Finance Minister Choo Kyung-ho attends a meeting with financial officials Thursday, in response to the US Federal Reserve’s decision to hold the benchmark rate. (Yonhap) |
Financial Minister Choo Kyung-ho said Thursday high interest rates could persist for longer than expected in response to the US Federal Reserve’s decision to hold its policy rates steady earlier in the day.
The US Federal Open Market Committee kept its policy rates unchanged at 5.25-5.5 percent, maintaining the rate gap between South Korea and the US at up to 2 percentage points. The Bank of Korea’s current base rate stands at 3.5 percent.
“The FOMC decision shows high rates could prolong, which could lead to heightened uncertainty of the global economy,” Choo said during a meeting with Bank of Korea Gov. Rhee Chang-yong and other officials Thursday.
“Though Fed Chair Jerome Powell said the Fed will decide on the monetary policy stance considering the economic, financial circumstances, he did not rule out the possibility of a further rate hike, saying the restrictive rates will be maintained until inflation eases out,” Choo said.
Despite the escalating uncertainty in the global financial market, Choo said the local financial market had become relatively stabilized.
"Foreigners’ investment in the local stock market has been strong. The currency rates have been stable compared to major nations, and also the equity and bond market in overall,” Choo said.

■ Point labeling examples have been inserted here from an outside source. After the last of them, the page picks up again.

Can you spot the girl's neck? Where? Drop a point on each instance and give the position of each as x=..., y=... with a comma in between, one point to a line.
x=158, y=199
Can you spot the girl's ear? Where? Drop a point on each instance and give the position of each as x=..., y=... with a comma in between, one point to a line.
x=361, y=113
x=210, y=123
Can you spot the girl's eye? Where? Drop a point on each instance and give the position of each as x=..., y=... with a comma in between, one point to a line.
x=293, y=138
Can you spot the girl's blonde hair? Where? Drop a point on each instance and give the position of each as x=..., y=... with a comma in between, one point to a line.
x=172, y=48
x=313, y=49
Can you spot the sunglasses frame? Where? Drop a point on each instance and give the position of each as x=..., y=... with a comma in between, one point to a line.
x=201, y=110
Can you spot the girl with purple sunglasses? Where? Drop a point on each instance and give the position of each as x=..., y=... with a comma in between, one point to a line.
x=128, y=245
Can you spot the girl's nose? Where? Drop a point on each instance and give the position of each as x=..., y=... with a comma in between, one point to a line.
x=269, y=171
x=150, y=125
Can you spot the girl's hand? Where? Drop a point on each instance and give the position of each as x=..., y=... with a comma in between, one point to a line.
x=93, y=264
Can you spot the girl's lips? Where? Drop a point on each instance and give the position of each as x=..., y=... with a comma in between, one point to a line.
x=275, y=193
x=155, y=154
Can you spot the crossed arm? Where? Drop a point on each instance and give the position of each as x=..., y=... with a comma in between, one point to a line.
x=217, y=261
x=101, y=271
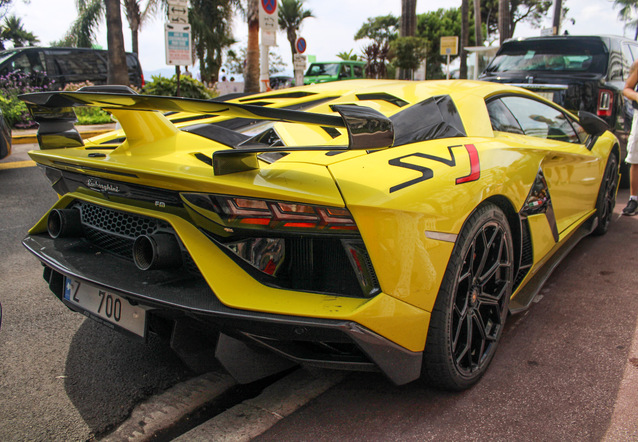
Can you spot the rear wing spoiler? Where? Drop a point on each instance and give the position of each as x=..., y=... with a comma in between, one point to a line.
x=53, y=111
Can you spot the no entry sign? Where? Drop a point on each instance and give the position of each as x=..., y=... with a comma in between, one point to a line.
x=300, y=45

The central bank of Korea also projected that the Fed could further raise the rate this year.
“Though the Fed decided to freeze the policy rate, it left room for a further rate hike within this year and moved up the projection for the rates in the end of next year, signaling it will maintain its monetary tightening stance," BOK Deputy Gov. Lee Seung-heon said in a separate meeting.
Lee further expressed concern about surging international oil prices. With the production cut decision from major oil producers, the prices of crude oil reached annual highs in the global market earlier this week.

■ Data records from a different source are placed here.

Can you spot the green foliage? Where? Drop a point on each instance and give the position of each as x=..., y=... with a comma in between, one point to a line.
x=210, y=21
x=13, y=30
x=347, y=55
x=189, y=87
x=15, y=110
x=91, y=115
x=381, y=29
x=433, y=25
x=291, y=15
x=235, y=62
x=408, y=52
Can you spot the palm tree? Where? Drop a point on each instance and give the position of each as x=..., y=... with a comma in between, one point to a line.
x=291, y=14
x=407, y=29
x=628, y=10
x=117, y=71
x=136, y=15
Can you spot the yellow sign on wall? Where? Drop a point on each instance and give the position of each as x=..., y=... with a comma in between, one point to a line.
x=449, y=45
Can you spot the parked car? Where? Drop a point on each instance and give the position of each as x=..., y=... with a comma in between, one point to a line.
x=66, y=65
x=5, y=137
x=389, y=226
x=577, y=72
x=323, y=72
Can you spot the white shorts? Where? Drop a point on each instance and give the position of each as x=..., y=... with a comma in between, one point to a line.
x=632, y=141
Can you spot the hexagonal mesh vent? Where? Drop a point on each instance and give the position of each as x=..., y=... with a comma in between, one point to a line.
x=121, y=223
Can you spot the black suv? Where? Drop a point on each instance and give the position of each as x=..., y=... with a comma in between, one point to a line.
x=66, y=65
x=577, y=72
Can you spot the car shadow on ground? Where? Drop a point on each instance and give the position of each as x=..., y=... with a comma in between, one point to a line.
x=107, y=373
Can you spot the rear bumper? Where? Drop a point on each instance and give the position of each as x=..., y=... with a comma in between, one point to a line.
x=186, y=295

"The recent upward trend in oil prices could put additional inflationary pressure on the economy," Lee said.
As Lee pointed out, inflation has been rebounding in Korea. After staying in the 2 percent range for few months, Korea’s consumer prices growth in August rose on-year to 3.4 percent. Earlier this month, the BOK said though it had expected the inflation to rebound from last month, the pace exceeded the expectation.
With the Fed signaling an extended period of high rates, market watchers view the BOK is likely to maintain a hawkish tone. Though BOK Gov. Rhee has repeatedly stressed Korea does not have to “mechanically” follow the Fed’s rate decision, the rate gap puts pressure on the Korean economy.

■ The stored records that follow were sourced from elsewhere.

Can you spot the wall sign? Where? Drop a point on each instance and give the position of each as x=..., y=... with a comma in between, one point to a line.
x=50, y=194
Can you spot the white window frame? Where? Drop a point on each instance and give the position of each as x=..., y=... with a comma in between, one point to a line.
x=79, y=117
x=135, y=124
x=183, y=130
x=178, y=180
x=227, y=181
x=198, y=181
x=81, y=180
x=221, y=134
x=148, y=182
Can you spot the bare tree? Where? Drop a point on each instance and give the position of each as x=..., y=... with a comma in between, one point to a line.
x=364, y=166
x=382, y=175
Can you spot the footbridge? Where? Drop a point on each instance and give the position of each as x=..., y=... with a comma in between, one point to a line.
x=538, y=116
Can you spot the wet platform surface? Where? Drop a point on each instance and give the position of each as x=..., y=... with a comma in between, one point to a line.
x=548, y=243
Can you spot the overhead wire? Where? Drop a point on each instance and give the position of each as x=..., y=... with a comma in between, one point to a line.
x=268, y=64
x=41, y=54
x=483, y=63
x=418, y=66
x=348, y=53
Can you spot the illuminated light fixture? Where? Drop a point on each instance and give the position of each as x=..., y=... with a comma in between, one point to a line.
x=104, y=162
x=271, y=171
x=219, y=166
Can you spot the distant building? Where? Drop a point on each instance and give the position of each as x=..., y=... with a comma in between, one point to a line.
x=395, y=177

“It has become more likely that the BOK will maintain high rates for longer. The monetary policy board is likely to keep the terminal rate at 3.75 percent for a considerable period of time,” economist Ha Keon-hyeong from Shinhan Securities said.
“Though Korea’s economic growth is weaker than that of the US, the BOK also requires higher rates for longer considering the rate of inflation and the increasing household debt,” Ha said.
“With the US Fed unlikely to cut rates soon, it may be difficult for Korea to lower the rates in the first half of next year," said Yoon Yeo-sam, an analyst at Meritz Securities, who also predicted Korea's rate cut to come sometime in July next year.
With the US Fed hinting on tighter policy through earlier next year, Korea’s financial market remained slow Thursday.
Korea's benchmark Kospi closed at 2,514.97 points, 1.75 percent lower than the previous closing day. The secondary bourse Kosdaq closed at 860.68 points, down 2.5 percent.
The Korean won weakened to 1,339.7 won against the US dollar, 9.6 won higher than the previous day. It surpassed 1,340 won during trading hours for the first time in a month since Aug. 23, reaching 1,342.2 won.
The Bank of Korea is set to hold its next rate-setting meeting on Oct. 19.